ADR-014: Channel Adapter Framework
Status: Accepted Spec: 009-channels
Context
Coffer needs messaging channels (Telegram, SeaTalk, more later) through which the single owner talks to any agent on the chat platform (spec 008) and receives notifications. More channels AND more agents are expected, so the integration cost must stay N + M: a new channel must not touch agent code, and a new agent must not touch channel code.
Two platform constraints shape the design:
- The constitution requires public-reachable surfaces to run as a separate process limited to signed callback paths; SeaTalk delivers events only by public webhook.
- The daemon is the single owner of all state and already runs supervised background workers (retention worker) and child processes (MCP upstreams).
Decision
- Channels are a resource kind (
channel:<name>, ADR-007) riding the generic lifecycle, audit, and credential-ref machinery. Secrets live in the credential store; config carries refs, probed at registration. - Thin adapters over a shared core. An adapter implements transport only: lifecycle, outbound send/edit, inbound normalization into common envelopes, and a
ChannelCapabilitiesdeclaration (can it edit messages? show buttons? type?). Pairing, the owner gate, commands, queueing, conversation mapping, and rendering strategy live in the kind-agnostic channel core. The core selects behavior from capabilities, never from adapter type — Telegram streams progress by editing one message, SeaTalk degrades to ack-then-final, with zero platform conditionals in the core. - The chat platform is reached only through its existing seams —
ChatService.create_conversation,TurnOrchestrator.start_turn/interrupt_turn— in-process, exactly as the web UI does over HTTP. Channels know nothing about agents; agents cannot tell a channel turn from a UI turn. Any registered agent is reachable from any channel with no code change on either side. - Adapters run in-daemon as supervised asyncio tasks managed by a reconciler loop (RetentionWorker pattern): every tick it diffs enabled channel resources against running adapters and starts/stops/restarts to match. No new lifecycle hooks in the resource framework; disable, config edits, and delete all converge within a tick.
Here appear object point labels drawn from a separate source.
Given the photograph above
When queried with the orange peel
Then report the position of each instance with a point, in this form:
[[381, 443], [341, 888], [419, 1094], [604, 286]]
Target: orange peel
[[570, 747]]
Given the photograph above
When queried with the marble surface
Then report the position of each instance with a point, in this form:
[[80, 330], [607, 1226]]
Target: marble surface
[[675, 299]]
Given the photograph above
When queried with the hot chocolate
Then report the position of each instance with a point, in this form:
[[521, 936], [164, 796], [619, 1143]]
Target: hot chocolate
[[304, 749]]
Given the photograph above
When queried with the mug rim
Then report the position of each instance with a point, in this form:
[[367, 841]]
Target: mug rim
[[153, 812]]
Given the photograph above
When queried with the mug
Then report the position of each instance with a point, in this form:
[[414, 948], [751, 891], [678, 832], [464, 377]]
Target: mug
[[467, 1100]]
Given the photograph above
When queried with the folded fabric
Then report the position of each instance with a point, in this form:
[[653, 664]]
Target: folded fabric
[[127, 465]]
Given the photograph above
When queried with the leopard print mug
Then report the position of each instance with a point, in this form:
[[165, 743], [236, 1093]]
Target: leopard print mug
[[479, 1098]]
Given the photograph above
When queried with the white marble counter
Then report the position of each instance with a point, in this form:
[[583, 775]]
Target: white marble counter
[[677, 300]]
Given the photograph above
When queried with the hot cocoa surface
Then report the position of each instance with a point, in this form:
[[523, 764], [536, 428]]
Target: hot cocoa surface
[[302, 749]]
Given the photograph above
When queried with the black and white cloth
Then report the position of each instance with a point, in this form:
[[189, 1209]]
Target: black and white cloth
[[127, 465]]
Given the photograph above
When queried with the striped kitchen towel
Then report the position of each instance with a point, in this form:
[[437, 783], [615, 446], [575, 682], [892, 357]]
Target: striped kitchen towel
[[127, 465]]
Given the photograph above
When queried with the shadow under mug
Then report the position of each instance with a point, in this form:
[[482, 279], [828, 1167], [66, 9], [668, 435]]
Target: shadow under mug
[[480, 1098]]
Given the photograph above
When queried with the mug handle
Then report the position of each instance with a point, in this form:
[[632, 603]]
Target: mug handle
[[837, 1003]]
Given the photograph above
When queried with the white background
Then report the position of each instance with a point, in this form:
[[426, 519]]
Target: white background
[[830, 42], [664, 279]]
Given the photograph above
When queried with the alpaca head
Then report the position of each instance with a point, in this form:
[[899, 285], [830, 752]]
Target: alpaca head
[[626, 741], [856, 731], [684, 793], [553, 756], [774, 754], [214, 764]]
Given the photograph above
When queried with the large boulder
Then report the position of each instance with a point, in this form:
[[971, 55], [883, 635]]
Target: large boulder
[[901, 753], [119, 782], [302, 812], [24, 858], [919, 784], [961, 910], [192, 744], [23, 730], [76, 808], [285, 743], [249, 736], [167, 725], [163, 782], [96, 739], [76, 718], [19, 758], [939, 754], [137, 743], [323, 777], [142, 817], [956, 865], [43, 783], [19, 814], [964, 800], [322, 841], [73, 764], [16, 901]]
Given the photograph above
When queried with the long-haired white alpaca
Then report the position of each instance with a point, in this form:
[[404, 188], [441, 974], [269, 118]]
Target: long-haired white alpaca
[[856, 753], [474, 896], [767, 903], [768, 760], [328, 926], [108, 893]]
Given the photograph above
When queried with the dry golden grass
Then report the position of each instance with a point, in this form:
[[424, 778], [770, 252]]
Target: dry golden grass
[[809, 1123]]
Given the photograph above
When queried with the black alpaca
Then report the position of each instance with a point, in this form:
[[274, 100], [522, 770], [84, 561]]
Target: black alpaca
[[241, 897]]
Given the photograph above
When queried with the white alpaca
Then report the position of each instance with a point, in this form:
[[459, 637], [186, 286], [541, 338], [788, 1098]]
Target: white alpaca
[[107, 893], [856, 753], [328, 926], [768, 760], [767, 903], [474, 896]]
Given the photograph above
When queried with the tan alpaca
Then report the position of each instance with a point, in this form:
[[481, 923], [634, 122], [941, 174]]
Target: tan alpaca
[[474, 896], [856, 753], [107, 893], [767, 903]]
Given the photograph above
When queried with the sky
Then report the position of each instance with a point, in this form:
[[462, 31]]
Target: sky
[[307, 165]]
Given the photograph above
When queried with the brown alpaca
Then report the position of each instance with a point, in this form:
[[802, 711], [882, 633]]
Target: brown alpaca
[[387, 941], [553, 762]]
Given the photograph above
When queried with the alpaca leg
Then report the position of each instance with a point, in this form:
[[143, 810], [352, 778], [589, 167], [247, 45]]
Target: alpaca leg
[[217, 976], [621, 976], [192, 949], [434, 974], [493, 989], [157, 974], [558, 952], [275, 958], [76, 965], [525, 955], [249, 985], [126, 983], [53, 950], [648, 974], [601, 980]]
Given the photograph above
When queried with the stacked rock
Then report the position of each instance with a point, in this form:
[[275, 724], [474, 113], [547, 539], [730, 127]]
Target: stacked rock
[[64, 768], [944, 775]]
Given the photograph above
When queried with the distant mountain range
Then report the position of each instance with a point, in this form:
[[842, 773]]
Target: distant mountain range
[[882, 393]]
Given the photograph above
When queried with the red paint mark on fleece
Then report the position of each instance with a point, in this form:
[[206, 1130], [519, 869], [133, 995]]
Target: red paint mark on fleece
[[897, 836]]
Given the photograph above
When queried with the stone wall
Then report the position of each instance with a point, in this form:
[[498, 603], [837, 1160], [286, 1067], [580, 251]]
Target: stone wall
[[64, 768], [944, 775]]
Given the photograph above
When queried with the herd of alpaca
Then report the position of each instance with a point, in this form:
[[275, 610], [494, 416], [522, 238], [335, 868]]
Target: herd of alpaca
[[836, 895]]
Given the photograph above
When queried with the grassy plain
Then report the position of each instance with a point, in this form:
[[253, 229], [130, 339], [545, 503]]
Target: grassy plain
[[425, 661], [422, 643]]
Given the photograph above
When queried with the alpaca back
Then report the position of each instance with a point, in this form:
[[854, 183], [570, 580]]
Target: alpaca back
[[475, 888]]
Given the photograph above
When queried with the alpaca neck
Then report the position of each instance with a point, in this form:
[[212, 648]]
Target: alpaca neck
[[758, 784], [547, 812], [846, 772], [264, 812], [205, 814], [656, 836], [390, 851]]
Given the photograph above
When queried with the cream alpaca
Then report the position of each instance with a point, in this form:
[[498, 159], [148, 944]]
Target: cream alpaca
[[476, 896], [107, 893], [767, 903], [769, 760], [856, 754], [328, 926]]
- SeaTalk ingress is a separate callback-listener process, spawned by the daemon while any SeaTalk channel is enabled. It serves only
POST /seatalk/{channel}on a loopback port: answers the platform's verification challenge, verifiessha256(body + signing_secret), and forwards valid events to the daemon over loopback with the daemon token. The user points a tunnel (cloudflared/ngrok) at the port; Coffer never exposes the daemon itself. - Owner binding is pairing-code-only: an 8-character single-use code (unambiguous alphabet, 1-hour TTL, bounded guesses, memory-only) issued from the UI/CLI and sent to the bot from the owner's account. Everyone else is ignored silently. Re-pairing replaces the binding. No user-id-entry path exists — pairing also proves the transport round-trip, and a typo'd id would bind silently to the wrong account.
- No platform SDKs. Both transports speak raw httpx to fixed hosts; the API surface used is small, and an SDK would add a dependency plus an import-confinement contract for no leverage.
Alternatives considered
- Separate channel-gateway process (OpenClaw shape) — better isolation, but doubles the process-management surface (detect-or-spawn, PID, logs) for a single-user local daemon; rejected.
- Channels as MCP servers — inverts the data flow (MCP is agent→tool outbound; channels are user→agent inbound); rejected.
- Webhook relay service for SeaTalk — a hosted relay would spare the user a tunnel but adds operated infrastructure and a third-party trust root; the tunnel keeps everything user-owned. Revisit if real usage demands it.
- Direct user-id allowlist as a pairing alternative — rejected; see decision 6.
Consequences
- A third channel = one adapter + one config schema + symmetric importlinter entries; the suite's fake adapter demonstrates the recipe.
- A second agent on the platform is immediately reachable from Telegram and SeaTalk; the suite drives a scripted provider through a channel to pin this.
- The reconciler owns all runtime state transitions; REST/CLI/UI never start or stop adapters directly, which keeps status truthful.
- The listener's spawn pattern (env-injected secrets, pidfile, orphan sweep) reuses the MCP-subprocess conventions, including frozen-build sibling binary resolution.